Rapidité de mise en œuvre et capacité à affecter tous les domaines du travail constituent les deux caractéristiques de la transformation numérique. Modifiant les modèles des entreprises ainsi que leurs processus de fonctionnement, la vitesse de diffusion engendrée par la transformation vers le numérique reste difficile à appréhender en France où l’approche des ce types de mutations est essentiellement linéaire et non exponentielle. De plus, engager une mutation sans que la cible en soit définie constitue une difficulté pour l’entreprenariat français, qui opte le plus souvent pour une approche rationnelle des mutations. Une telle approche permet de comprendre les déséquilibres considérables qu’a engendré le passage au numérique dans certains domaines ; « elle est extrêmement rapide dans ses effets et aucun secteur ne peut se croire à l’abri, même si tous ne sont pas touchés à la même vitesse », souligne ainsi Bruno Mettling.

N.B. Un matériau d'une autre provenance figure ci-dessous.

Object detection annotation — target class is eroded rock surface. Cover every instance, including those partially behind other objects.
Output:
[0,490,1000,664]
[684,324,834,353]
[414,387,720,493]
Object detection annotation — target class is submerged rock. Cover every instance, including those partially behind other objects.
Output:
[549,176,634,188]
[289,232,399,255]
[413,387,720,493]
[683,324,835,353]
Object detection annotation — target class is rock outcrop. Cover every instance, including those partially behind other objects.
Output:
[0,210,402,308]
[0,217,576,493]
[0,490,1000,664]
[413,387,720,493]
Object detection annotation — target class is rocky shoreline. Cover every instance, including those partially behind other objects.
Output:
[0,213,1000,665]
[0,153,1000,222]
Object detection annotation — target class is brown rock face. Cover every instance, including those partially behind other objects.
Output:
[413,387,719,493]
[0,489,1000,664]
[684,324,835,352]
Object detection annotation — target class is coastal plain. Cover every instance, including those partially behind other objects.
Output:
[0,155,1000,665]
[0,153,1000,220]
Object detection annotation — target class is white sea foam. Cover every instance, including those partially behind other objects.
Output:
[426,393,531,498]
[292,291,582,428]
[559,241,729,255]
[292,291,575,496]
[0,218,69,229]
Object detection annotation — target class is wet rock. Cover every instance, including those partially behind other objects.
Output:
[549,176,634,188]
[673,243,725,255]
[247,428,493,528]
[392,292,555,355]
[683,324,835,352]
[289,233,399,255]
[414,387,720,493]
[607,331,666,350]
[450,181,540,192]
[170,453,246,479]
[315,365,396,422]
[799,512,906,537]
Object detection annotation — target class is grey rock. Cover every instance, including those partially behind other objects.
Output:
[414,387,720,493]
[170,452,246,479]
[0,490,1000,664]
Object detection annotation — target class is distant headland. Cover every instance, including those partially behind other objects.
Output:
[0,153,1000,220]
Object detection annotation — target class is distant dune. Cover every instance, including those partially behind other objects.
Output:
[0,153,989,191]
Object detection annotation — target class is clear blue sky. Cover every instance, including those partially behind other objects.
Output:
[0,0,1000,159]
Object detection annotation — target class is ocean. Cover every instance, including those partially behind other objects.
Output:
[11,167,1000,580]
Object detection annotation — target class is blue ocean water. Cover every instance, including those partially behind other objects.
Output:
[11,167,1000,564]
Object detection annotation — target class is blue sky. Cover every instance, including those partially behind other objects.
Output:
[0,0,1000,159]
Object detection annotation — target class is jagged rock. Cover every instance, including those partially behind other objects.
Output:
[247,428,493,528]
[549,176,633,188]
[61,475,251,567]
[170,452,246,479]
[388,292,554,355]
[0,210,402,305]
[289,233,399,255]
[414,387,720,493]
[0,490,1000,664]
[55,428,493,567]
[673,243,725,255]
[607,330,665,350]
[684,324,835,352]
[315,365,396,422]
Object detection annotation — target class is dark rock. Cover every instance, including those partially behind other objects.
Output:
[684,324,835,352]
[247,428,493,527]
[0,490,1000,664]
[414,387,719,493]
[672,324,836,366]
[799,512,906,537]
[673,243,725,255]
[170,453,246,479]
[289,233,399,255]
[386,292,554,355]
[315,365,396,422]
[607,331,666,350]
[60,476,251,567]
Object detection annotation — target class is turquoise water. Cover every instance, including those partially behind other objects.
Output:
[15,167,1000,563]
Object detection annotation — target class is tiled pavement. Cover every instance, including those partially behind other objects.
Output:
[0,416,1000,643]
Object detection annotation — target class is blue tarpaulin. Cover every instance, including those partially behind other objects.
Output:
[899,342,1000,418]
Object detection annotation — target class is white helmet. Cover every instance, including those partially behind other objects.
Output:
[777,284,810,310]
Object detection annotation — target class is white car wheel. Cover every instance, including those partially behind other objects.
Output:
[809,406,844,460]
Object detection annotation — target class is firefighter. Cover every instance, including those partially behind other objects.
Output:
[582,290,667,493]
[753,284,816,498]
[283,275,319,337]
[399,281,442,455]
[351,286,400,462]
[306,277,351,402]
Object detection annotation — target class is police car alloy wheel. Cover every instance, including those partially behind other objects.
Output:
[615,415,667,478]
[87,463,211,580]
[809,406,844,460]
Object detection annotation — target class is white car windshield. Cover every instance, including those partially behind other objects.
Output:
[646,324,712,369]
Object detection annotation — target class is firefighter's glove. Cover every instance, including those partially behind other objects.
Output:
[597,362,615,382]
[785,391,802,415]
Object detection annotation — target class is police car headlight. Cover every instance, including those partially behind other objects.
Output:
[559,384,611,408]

Dans le travail quotidien, les impacts de ce changement sont à la fois directs, immédiats, et plus profonds. Avec 2 millions de salariés travaillant à distance, l’explosion du télétravail en constitue une première conséquence. La flexibilité et le gain de temps que ce mode de travail suppose laisse également envisager des craintes quant aux risques qu’il suscite sur les vies professionnelles et privées des salariés. Mais la transformation s’avère également plus profonde, touchant aux « cycles de l’innovation, à la propriété intellectuelle ». Mettling indique à cet égard que l’impact concret du numérique sur le travail est révélateur à l’aune de ses effets sur les ressources humaines ; « l’enjeu n’est plus de gérer 160 000 personnes sur 160 000 postes de travail mais de gérer le portefeuille de compétences associés à ces 160 000 collaborateurs, que vous pourrez organiser autour de structures, de projets de cycles, etc », souligne le rapporteur. Soulignant que d’ici 2020, « la génération qui est née et a grandi avec les outils numériques sera équivalente à la génération qui est née avant cette transformation » au sein des entreprises, constituant 75% de son personnel, le rapporteur alerte sur les possibles confrontations que risque de rencontrer le cadre entrepreneurial. Face aux tensions éventuelles, il estime qu’il est du ressort de l’entreprise d’organiser une transition délicate permettant d’opérer la transformation numérique tout en évitant la confrontation entre l’ancien mode de travail et celui, nouveau, apporté par les jeunes adeptes du numérique.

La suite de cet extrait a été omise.